NELAYAN TRADISIONAL KEPULAUAN RIAU MASIH SULIT AKSES BBM BERSUBSIDI
MARITIMRAYA.com - Batam, Bahan Bakar Minyak (BBM) mempunyai peran penting dalam meningkatkan produktivitas tangkapan pada nelayan. Selama ini nelayan kecil membeli bahan bakar dengan harga umum atau bahkan lebih tinggi dari harga di SPBU, terutama nelayan yang berada di daerah terpencil atau berada di lokasi ynag jauh dari SPBU (Stasiun pengisan bahan bakar umum) atau SPDN (Solar Packed Daeler Nelayan). Jika kondisi ini terus berlanjut, sektor perikanan semakin tidak menguntngkan bagi para nelayan, karena tingginya biaya operasional.
Menurut hasil survei petugas Kesatuan Nelayan Tradisional Indonesia (KNTI), Kota Batam hanya memiliki satu (1) SPDN, sedangkan untuk daerah Bintan terdapat satu (1) APMS dan empat (4) SPDN, dengan tiga yang beroprasi dan 1 yang nonaktif, sedangkan untuk daerah Lingga terdapat 3 (tiga) SPBU, 1 (satu) SPBB Khusus solar dan 2 (dua) pangkalan minyak tanah sedang SPBN belum ada.
Nelayan Bintan sendiri lebih memilih APMS untuk melakukan pengisian bahan bakar dikeranakan jarak yang lebih dekat dibandingkan dengan SPDN yang ada di daerah Bintan.

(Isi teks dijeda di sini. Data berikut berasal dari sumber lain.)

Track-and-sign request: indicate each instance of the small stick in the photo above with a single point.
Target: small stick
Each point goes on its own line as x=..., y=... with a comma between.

Selain itu harga BBM bersubsidi (Solar) Rp. 5.150 dan Bensin Rp. 6.450, sedang tingkat pengecer di Batam Rp. 9.000 (Solar) dan Rp. 12.000 (Bensin), Bintan Rp. 7.000 (Solar) dan Rp. 8.000 (Bensin), dan di Lingga Rp. 8.000 (Solar) dan Rp. 12.000 (Bensin).
Harga bahan bakar subsidi di SPDN dapat dikatakan normal sedangkan untuk harga eceran sangat bervariasi, harga eceran di Batam cukup tinggi dikarenakan Batam yang merupakan wilayah pulau-pulau dan jaraknya sangat jauh dari SPDN, perseberan SPDN yang cukup rendah dimana hanya ada satu (1) SPDN di daerah Batam parut menjadi evaluasi pemerintah setempat.
Harapan Nelayan
Sekjen DPD KNTI Batam Heri Irianto, menyatakan Penyaluran BBM di daerah Batam sulit sampai langsung kepada nelayan, dikarenakan hanya terdapat satu SPDN yang disalurkan untuk seluruh daerah Batam yang menyebabkan kelangkaan dan BBM subsidi yang tidak tepat sasaran.
Lanjut Heri, Selain itu, Nelayan yang berada di daerah Batam jarang sekali ke SPDN dikarenakan jaraknya cukup jauh dari pulau. Nelayan pulau yang terdekat untuk sampai ke SPDN membutuhkan waktu tempuh ± 2 Jam sehingga nelayan pulau lebih memilih membeli BBM kepada Agen/Pengecer. Penyaluran subsidi ini juga jarang dimanfaatkan oleh nelayan dikarenakan nelayan merasa sulit dengan adminsitrasi dan cukup menyiata waktu yang mana harus dilakukan setiap bulannya untuk mengurus kartu BBM.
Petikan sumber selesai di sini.